We need to have platforms to run these adaptive trials for our household study, meaning a warm base where you can add a new arm when new infections emerge. The household studies are important to provide early insights into transmission characteristics of a new disease. This really is something you want to do early in a pandemic. You want to closely follow the household members of the first subjects that get infected to see what happens. For that you need to have a sort of a warm based platform that is already established so that you can start very quickly with enrolment if you have a new emergency.
If we were to start your household study today, would we again lose six weeks or have things changed since 2020?
Marieke: Well, now it would take even more time because back then there was a priority for COVID-19 studies. The ethical boards were quicker with making their decisions and asked less questions.

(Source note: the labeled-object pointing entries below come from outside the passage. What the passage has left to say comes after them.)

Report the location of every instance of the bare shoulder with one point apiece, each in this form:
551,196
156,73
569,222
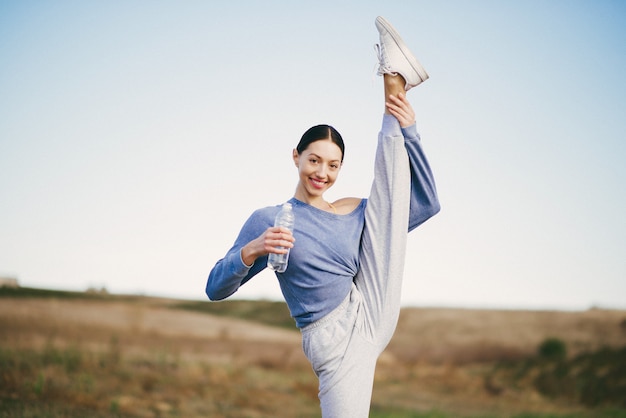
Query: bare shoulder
346,204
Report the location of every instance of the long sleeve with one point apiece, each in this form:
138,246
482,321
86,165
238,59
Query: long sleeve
424,200
230,272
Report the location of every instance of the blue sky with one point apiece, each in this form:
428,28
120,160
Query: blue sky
137,137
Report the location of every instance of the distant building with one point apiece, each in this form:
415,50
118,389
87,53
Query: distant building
9,282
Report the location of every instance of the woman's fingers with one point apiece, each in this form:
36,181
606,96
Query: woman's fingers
400,107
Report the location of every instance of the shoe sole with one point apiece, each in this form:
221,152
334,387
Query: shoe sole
422,74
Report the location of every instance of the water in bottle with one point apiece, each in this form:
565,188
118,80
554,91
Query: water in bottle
285,218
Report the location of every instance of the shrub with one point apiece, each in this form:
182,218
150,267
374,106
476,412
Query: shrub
552,349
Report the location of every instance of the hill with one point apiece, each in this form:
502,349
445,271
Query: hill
77,354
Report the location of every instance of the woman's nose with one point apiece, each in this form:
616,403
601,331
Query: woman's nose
321,170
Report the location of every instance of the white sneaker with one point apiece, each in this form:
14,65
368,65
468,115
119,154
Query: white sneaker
395,58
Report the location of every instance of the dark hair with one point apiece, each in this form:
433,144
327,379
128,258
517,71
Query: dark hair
318,133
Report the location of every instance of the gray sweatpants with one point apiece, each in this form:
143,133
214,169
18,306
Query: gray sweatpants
343,347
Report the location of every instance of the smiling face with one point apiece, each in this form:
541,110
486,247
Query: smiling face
318,166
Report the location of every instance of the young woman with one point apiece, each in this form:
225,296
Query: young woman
344,276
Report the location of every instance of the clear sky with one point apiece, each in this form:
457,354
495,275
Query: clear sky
137,137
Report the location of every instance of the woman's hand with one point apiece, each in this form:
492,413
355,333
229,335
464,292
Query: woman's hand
274,240
399,106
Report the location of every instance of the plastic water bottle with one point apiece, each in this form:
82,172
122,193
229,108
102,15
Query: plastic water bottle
285,218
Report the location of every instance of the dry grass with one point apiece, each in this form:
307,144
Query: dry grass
138,357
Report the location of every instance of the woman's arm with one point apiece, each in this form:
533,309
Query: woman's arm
248,255
424,199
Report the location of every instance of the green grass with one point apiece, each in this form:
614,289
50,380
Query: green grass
30,292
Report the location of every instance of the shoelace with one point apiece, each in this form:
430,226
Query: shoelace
382,66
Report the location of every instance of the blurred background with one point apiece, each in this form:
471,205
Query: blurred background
137,137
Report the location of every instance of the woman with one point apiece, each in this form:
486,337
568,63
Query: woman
344,277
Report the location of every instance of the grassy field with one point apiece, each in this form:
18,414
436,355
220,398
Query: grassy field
70,354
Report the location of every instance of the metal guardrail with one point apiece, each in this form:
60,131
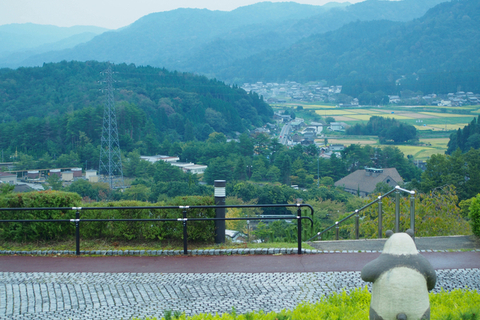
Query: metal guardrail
183,219
397,190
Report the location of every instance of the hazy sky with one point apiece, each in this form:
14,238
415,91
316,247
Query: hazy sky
110,14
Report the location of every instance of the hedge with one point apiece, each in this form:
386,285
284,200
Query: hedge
198,231
15,231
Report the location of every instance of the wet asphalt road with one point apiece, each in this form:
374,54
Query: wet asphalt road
325,262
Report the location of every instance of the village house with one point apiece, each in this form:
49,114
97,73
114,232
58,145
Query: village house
363,182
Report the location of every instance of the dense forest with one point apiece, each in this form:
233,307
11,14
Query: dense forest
58,108
466,138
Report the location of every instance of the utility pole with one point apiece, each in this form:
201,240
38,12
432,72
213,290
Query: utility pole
110,168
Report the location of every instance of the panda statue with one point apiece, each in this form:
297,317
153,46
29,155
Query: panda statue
401,280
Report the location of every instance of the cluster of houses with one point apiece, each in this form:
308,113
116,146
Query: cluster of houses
457,99
294,91
174,161
32,179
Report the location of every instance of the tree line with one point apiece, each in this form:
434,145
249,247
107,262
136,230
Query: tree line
58,108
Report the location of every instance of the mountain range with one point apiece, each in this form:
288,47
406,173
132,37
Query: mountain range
204,41
20,41
368,46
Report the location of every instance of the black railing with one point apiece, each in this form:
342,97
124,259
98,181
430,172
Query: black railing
183,219
397,190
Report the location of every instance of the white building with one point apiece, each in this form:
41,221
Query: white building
6,177
156,158
195,169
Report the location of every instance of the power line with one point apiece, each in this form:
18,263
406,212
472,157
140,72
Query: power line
110,168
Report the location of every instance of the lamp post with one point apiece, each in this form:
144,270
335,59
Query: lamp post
219,188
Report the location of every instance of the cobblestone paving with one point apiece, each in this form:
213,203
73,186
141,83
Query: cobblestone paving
125,295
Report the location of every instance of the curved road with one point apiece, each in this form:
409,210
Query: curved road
122,287
326,262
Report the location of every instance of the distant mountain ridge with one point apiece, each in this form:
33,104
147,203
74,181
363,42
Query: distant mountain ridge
438,53
35,38
207,42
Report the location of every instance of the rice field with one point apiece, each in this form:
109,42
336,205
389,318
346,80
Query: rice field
426,119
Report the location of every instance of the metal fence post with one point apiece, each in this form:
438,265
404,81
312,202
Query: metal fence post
357,225
412,212
380,218
77,232
299,229
397,210
219,187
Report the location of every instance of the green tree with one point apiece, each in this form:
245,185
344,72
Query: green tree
474,215
6,188
137,192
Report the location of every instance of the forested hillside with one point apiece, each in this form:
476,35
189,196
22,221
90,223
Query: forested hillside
58,107
435,53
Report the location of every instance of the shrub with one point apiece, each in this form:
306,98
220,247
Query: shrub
198,231
21,231
474,215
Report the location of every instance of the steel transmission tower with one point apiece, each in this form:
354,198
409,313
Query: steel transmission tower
110,168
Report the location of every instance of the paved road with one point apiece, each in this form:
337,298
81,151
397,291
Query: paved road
124,287
327,262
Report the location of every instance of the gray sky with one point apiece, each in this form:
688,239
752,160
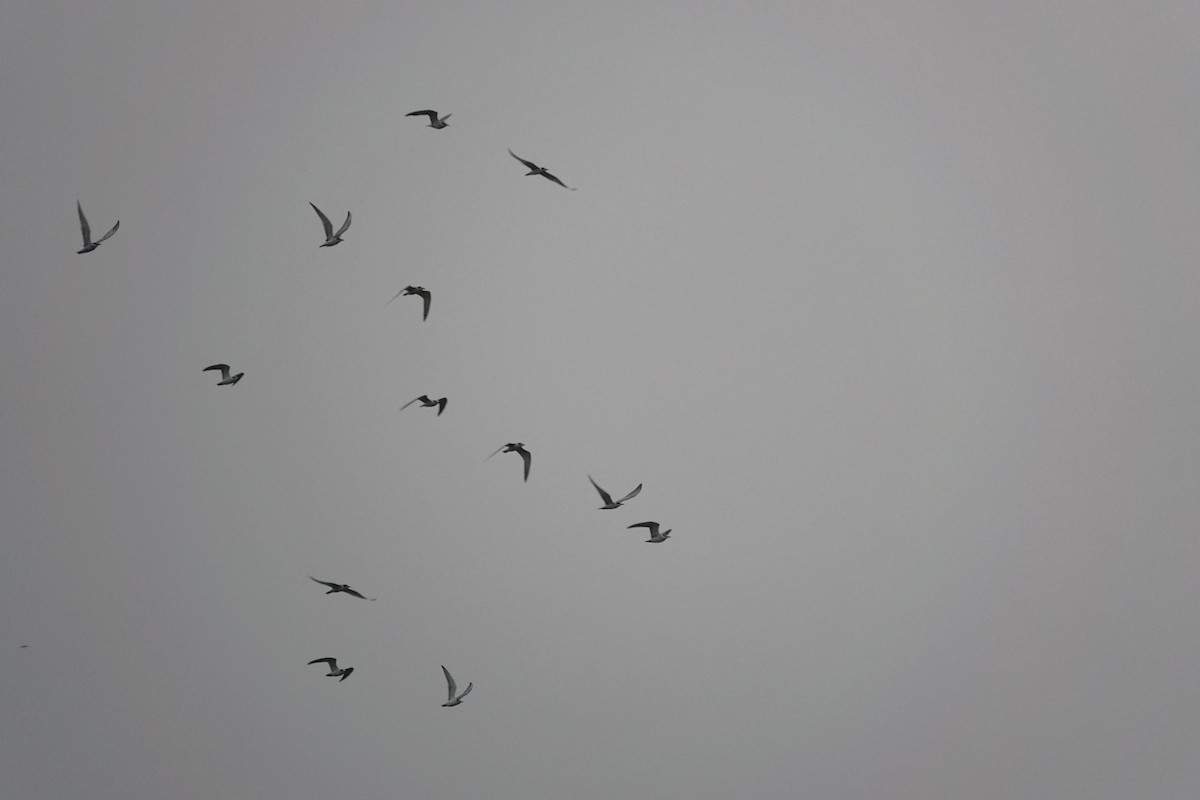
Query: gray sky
892,306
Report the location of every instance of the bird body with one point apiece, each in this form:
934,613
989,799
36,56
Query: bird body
534,169
418,290
655,536
609,503
435,120
334,669
88,244
453,687
441,403
330,236
340,587
226,378
517,447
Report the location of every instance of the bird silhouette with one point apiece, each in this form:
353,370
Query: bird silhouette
88,244
330,236
609,503
655,536
534,169
226,378
519,447
441,403
340,587
435,120
419,290
451,686
334,671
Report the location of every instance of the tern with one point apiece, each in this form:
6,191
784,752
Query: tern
330,236
609,503
435,120
421,290
427,403
519,447
655,536
341,587
534,169
334,671
453,686
226,378
88,244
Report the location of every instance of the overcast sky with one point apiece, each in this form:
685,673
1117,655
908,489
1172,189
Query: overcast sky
891,306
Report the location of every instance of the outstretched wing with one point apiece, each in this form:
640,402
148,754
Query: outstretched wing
631,494
84,226
527,163
111,232
345,226
604,495
324,221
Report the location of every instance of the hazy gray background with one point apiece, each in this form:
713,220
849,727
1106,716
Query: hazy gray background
891,305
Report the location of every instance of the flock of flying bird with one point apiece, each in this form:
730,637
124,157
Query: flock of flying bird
229,379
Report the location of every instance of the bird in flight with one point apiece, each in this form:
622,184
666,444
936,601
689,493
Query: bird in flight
340,587
330,236
421,290
534,169
517,447
334,671
453,686
609,503
435,120
427,403
88,244
655,536
226,378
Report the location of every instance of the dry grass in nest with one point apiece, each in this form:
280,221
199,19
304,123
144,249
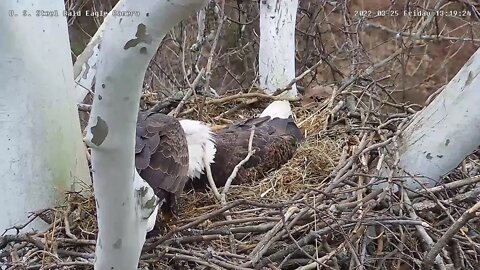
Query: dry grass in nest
314,159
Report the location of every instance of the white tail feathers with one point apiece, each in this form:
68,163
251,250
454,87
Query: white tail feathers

Patricia: We would have to re-start the process of contracting sites to participate in the recruitment. If you do a new study, you need a new contract. Even the whole routing of the samples would have to be reconsidered. We’ve done it before and we would use the same partners when starting a new study. I think we could do it quicker for some aspects but once you stop collaborating you have to start from scratch again. Especially if you want to run these studies across different countries, which I think is essential because of the way that households are composed and living conditions are different across Europe. Therefore, it is important that you get data from different environments. We’ve seen this when we look at data from households in China versus Italy or the Netherlands, for example. You really want to capture that diversity. I really believe it is essential therefore, to set up that warm-base research platform for multinational household transmission studies, that can be instantly activated upon a new disease outbreak.
About Marieke De Hoog
Marieke de Hoog, PhD is an epidemiologist in infectious diseases. She has always been interested in population (child) health and determinants associated with health outcomes. After her PhD in 2012, she started her research in the domain of common (childhood) infectious diseases (including gastro-enteritis, influenza and more recently COVID-19) and the public health impact. Her interests include conducting research on infectious disease transmission, disease burden and evaluation of public health interventions. These research topics have been central in her past and ongoing research activities.
About Patricia Bruijning
Dr. Bruijning-Verhagen is a pediatrician and epidemiologist in infectious diseases. Her research on (emerging) infectious diseases has a strong focus on Public Health and policy. One of the key priorities in her work is designing and evaluating optimal infection preventions strategies for children through vaccination and other infection control strategies. For this, Patricia studies dynamics of (emerging) infectious diseases in the community, in particular the role of children, and the effects of vaccination and mitigation interventions. She has led several (European) population transmission studies on COVID-19. She has a strong international network as evidenced by her involvement in several international emerging infections research consortia funded by the Innovative Medicine Initiative and the European Commission (ZIKAction, OneHealth-PACT, RECOVER, COVID-RED, Neo-Deco, VACCELERATE). Patricia’s strong engagement in the translation of science into policy is evidenced by her contribution to numerous vaccine guidelines, her advisory role for the Dutch Health Counsel committee on vaccination, and her involvement in governmental advisory groups on COVID19 and in scientific and clinical COVID19 committees.